Voters are feeling more positive about the Democratic Party than about the Republicans as the GOP prepares to hand over control of Congress in January, according to a new NPR poll. And with his approval rating remaining low, President Bush will find it tough to keep Republican lawmakers on his side, the numbers suggest.
Democrat Stan Greenberg and Republican Glen Bolger conducted the survey of likely voters. They found that unlike some previous elections, the 2006 midterms were not a release valve. In other words, according to Bolger, voters are still angry, mostly at Republicans.

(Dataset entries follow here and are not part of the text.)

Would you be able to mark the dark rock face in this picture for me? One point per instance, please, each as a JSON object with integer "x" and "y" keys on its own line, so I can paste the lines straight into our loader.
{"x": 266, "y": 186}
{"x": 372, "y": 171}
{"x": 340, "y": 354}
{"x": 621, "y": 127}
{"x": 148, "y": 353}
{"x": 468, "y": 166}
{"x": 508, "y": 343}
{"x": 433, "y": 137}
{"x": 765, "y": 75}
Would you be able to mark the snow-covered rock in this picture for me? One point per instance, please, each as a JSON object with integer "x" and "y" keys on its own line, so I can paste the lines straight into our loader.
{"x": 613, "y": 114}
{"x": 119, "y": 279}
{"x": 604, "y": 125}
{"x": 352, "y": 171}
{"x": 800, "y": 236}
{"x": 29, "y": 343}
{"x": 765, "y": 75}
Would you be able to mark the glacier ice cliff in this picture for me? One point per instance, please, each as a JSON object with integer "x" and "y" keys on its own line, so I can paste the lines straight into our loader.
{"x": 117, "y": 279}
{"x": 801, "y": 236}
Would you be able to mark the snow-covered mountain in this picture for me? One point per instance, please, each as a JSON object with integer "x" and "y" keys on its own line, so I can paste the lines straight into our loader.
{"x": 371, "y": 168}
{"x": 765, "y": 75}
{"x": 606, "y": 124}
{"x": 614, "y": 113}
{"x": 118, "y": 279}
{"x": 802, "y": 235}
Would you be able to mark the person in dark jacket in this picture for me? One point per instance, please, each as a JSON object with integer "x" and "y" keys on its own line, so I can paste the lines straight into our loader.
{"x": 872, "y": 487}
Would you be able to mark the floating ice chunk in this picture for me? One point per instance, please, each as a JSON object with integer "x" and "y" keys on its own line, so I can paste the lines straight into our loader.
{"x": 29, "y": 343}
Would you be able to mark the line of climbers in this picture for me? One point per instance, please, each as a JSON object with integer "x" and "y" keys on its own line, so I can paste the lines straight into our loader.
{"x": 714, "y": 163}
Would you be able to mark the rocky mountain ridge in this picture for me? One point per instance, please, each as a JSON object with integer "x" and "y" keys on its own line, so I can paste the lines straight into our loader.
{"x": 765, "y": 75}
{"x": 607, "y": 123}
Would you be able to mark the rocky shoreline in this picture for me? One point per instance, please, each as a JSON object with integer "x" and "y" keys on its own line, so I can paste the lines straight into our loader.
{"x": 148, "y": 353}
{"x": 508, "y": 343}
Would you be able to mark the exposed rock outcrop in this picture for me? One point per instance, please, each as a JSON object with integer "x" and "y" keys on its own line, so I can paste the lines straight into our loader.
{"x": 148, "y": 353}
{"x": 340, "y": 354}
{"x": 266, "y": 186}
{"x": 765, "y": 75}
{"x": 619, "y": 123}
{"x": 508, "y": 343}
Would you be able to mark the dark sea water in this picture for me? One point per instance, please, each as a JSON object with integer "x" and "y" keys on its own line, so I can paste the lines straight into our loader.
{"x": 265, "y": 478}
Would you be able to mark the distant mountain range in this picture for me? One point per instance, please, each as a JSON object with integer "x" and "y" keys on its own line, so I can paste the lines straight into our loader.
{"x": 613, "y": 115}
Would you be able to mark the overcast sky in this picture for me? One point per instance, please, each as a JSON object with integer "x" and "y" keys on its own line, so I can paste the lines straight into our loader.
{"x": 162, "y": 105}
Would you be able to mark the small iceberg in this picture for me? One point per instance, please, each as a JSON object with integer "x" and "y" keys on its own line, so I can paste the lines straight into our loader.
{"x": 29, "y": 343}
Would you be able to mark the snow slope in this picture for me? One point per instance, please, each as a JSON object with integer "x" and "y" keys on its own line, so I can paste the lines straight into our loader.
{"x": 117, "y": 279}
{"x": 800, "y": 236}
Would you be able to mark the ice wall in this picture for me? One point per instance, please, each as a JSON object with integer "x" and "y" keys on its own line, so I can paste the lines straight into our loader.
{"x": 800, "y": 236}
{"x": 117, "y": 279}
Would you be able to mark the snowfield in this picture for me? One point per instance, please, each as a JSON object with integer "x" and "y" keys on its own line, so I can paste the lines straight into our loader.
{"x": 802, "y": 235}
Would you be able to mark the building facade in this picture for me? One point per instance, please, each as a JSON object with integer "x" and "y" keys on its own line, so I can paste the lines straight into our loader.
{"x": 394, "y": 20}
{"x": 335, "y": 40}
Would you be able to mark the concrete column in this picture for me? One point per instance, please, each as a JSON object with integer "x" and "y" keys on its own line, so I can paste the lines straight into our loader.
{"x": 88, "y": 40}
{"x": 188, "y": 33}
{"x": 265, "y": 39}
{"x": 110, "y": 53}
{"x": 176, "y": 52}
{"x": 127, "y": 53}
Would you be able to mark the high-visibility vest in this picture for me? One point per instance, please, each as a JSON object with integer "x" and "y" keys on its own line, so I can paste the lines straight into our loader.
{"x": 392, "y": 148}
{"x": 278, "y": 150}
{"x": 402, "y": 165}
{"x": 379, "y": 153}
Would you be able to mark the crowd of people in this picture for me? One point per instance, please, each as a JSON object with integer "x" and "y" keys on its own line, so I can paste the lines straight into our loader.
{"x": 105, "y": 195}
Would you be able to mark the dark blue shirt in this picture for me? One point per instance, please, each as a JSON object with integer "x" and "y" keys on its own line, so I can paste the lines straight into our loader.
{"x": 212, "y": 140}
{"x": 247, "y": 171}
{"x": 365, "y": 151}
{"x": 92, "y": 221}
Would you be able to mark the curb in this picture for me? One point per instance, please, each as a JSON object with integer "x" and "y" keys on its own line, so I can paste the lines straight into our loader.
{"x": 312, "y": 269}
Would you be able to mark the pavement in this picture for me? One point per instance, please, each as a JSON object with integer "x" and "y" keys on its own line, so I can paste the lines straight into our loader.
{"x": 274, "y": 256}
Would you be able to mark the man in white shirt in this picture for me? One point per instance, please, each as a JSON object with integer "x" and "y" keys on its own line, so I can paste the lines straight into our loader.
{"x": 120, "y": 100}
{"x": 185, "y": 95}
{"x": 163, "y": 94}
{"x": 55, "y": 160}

Sometimes when voters get the result they want in an election, they feel better about the country. But the survey showed that although the number of voters who believe the country is on the wrong track stayed the same as before the election, the number of voters who think the country is on the right track dropped.
And while President Bush's approval rating is still around 40 percent, Bolger points out that the president's strong approval is at 17 percent, and his strong disapproval rating is at 45 percent. That suggests that the president will be facing an increasingly difficult challenge keeping Republican members of Congress on his side.
Even before last month's election, many Republicans were starting to break with the president; now they will be under even more pressure to do so.
Bolger and Greenberg asked voters a "thermometer question" — to measure how warm or cool they were toward the parties. For the first time in many years, the Democrats' rating on a scale of 1 to 100 was 53; the Republicans scored 44. Greenberg points out that this gives Democrats an opportunity, but not a free pass. Bolger says Republicans are still in a hole and must claw their way back into the trust of the public.